Frequently Asked

What follows are some of the most frequently asked questions about RCR. To learn more, send us an email.

A/R Financing is the purchase of accounts receivable at a discount for immediate cash. A/R Financing gives businesses the power to ensure growth without diluting equity or incurring debt.

The Contract Financing Facility (CFF) is not Factoring, we do not purchase your invoice(s) at a discount, we do however, use the accounts’ receivables as collateral. Additionally, we do not engage your General Contractor or Project Owner(s) as in the case of factoring. The Contract Financing Facility can be used on both Public and Privately owned projects.

  • The CFF can be used for Bonded and Non-Bonded Projects.
  • The CFF supports both Sub-Contractors and General Contractors.
  • The CFF is underwritten in house: Financially and Technically. Technical underwriting for project and project owner is done by a Third Party Engineering Company.
  • The CFF is monitored by specific project use and by product design, and does not allow the client to be in default.
  • In addition to regular cash flow, funds can be used for pass through stored materials and equipment specifically being used for that project.
  • The CFF may be used only for the time needed. There is no obligation to use minimum amounts or for a specific time period.
  • All funds are managed by a controlled account at JP Morgan Chase.

The overall financing cost per project may range from 1.5% to 3% of the total cost of the project.

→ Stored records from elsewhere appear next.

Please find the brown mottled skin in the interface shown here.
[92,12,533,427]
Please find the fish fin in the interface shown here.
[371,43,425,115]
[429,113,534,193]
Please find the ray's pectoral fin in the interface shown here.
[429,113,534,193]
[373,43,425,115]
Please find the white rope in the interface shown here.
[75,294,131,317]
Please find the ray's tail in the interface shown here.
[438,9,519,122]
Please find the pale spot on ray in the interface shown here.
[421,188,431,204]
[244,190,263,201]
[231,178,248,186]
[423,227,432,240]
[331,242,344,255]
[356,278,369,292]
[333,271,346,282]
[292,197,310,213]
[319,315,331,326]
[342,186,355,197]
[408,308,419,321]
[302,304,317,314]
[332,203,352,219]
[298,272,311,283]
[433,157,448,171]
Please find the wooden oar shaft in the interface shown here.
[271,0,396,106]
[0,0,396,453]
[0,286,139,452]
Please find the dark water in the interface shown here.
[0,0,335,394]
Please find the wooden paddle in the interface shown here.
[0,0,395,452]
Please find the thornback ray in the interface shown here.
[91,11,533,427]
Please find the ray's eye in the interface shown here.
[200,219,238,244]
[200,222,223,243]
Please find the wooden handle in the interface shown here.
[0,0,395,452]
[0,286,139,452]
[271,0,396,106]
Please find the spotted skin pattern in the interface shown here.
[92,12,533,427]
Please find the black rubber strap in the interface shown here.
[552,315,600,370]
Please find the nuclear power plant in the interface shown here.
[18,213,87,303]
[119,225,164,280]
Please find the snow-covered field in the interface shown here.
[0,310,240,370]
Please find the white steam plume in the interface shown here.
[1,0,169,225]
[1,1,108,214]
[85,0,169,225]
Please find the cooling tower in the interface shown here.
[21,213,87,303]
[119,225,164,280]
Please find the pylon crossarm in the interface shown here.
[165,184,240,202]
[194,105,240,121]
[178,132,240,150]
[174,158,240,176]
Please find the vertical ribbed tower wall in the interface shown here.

A proposal (Pre-qualified ) means that the company has been evaluated and we are 90% sure that the facility line extended is accurate. All we need to do is the final due diligence; to confirm that information presented by client is accurate and correct. The Technical underwriting is not done at this phase, therefore, if for any reason a project or owner is not approved, we will just have to move on to the next project—the crucial thing here is that the company is approved financially and that the projects are viable. From receipt of the requested information it will take 24-72 hours to issue a proposal (pre-qualification).

We can finance multiple, on going projects, as long as their completion percentage is not greater than 30%. We can finance all new projects.

Yes, we can pay off your existing credit facilities with a bank or any other financial group.

1. Our only collateral we require is an “assignment of proceeds” from the project owner.
2. No personal guaranty’s required.
3. No additional collateral required.

4. Buy supply materials in bulk and pay your suppliers early for a discount.
5. Pay your subcontractors, labor costs and employees on time.
6. The positive cash flow from the project(s) we finance can be used for any purpose.

7. “Bid to Win” more and larger projects once our pre-approved line of credit is in place.
8. Winning one more project increases your profitability and pays for all borrowing costs.
9. Origination fees in year 2 are cut in half which further reduces borrowing costs.

Making sure that your accounts receivable is healthy is good for your business, and will help you get the financing you need. Here are three items that lenders consider when they evaluate your A/R.

Lenders shy away from business that has more than 20-25% of its A/R owed by any one customer. The risk factor greatly increases when a company has all its eggs in one basket. A default by one customer could bring down a business and cost the factor greatly. Lenders prefer receivables being spread out over a fairly even number of clients.

A lender must consider whether or not your business could survive if your largest customer goes bankrupt, finds another supplier of goods or services, or refuses to pay because of a dispute. The lender will want to feel certain that you will be able to find enough additional customers to keep your company in business. The less you are dependent upon any one customer, the more attractive your A/R will be to a lender.

Lenders look to the credit worthiness of your customers, rather than your credit strength. Just like you, they want to ensure that they will be paid. A lender will want to understand the credit check process your company utilizes in determining whether or not it is willing to do business with a new company.

Lenders also want to know for each $100 that you bill, how much do you actually collect – $98, $88, $70? The lender will want to know whether your customers generally pay you the face amount of your invoices, or rather are there often offsets, short pays, disputes, processing fees, etc. This may indicate problems in your operations such as billing or paperwork problems. Lenders need to feel confident that when you bill $100, you will collect $100. If a lender gives you a 90% advance rate, but you only collect $88 on the $100 billed, the lender will be unwilling to continue to advance you funds.